Investment Research - The Dalbar Study
Very few people, even professionals, have heard of the Dalbar Study that originated in 1995. Its purpose is to determine the profitability of trading for the small investor of mutual funds. Their results are even worse than I thought.
The BuyNHolders will love the results as it "proves" that buying and holding is better than trying to switch to so-called "hot" funds. My readers know I think that mindless buy and hold is a guaranteed loser - and I can prove it.
During the greatest bull market of all time from 1984 to December 2002 the study came up with an annualized return of 2.57% compared to 12.22% for those who bought and held an S&P500 index fund. These dummies did not even keep up with inflation. The reason was they were switching from fund to fund after it had made its major move and they had no exit strategy if it did not make money.
I would guess it that they paid commissions which immediately put them in the hole. My recommendation is never to buy anything except a no-load mutual fund that does not have a redemption fee.

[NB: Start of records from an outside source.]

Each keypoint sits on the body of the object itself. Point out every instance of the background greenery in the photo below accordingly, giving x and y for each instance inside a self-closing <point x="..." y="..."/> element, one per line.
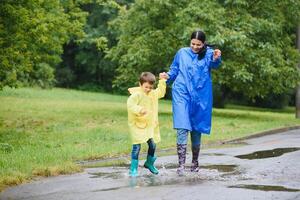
<point x="103" y="45"/>
<point x="44" y="132"/>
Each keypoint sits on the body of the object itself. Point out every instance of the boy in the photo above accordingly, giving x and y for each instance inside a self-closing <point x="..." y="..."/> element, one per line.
<point x="142" y="106"/>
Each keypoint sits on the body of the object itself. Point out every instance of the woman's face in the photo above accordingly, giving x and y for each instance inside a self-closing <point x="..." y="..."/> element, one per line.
<point x="196" y="45"/>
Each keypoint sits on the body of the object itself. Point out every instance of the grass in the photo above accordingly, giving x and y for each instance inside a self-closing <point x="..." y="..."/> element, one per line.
<point x="45" y="132"/>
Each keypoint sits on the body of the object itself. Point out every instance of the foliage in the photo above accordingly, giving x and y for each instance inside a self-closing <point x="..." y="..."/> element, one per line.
<point x="84" y="59"/>
<point x="31" y="37"/>
<point x="256" y="39"/>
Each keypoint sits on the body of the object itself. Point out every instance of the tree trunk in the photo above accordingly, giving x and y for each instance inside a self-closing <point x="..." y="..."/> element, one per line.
<point x="298" y="88"/>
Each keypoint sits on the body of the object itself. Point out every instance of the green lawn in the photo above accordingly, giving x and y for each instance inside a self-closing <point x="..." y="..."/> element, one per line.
<point x="43" y="132"/>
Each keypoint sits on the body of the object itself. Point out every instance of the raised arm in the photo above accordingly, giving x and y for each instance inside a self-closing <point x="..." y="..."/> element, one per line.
<point x="174" y="68"/>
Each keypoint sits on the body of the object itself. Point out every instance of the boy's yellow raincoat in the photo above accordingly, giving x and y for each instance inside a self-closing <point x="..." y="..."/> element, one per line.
<point x="144" y="127"/>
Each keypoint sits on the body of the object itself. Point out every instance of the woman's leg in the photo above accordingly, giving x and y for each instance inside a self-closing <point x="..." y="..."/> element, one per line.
<point x="196" y="141"/>
<point x="134" y="159"/>
<point x="149" y="164"/>
<point x="182" y="135"/>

They also did not have a method to buy a fund with an excellent performance, but also had no plan as to when to sell. Every successful professional trader will tell you that you must have an exit plan as soon as any purchase is made. During any bull market there will be rotations among sectors. During periods of time, usually about 6 to 10 months, a particular sector will outperform all the others. For example, Asian funds might do well for 6 months and then fade, internet funds will do well for 10 months and then telecommunications will take the lead, and so forth.
A sector will do well and as more and more people find out about it the value of the stocks within that sector run to their valuation peak and go no further. That sector runs sideways or starts to fade.
Very few investors realize that mutual funds will only make money during a long term bull market. That bull ended in 2000. Going back in history as far as you want to you will find that every bull market has been followed by a bear market of equal length. During these bear periods there will be short-term opportunities to buy, but they must be held for only brief periods. The key to these is learning to time the market and pick the strongest sector funds. You can learn to do it on your own or subscribe to a proven timing service.
To me the Dalbar Study has proven that you (not your broker or financial planner) must learn market basics if you plan to profit from the stock market.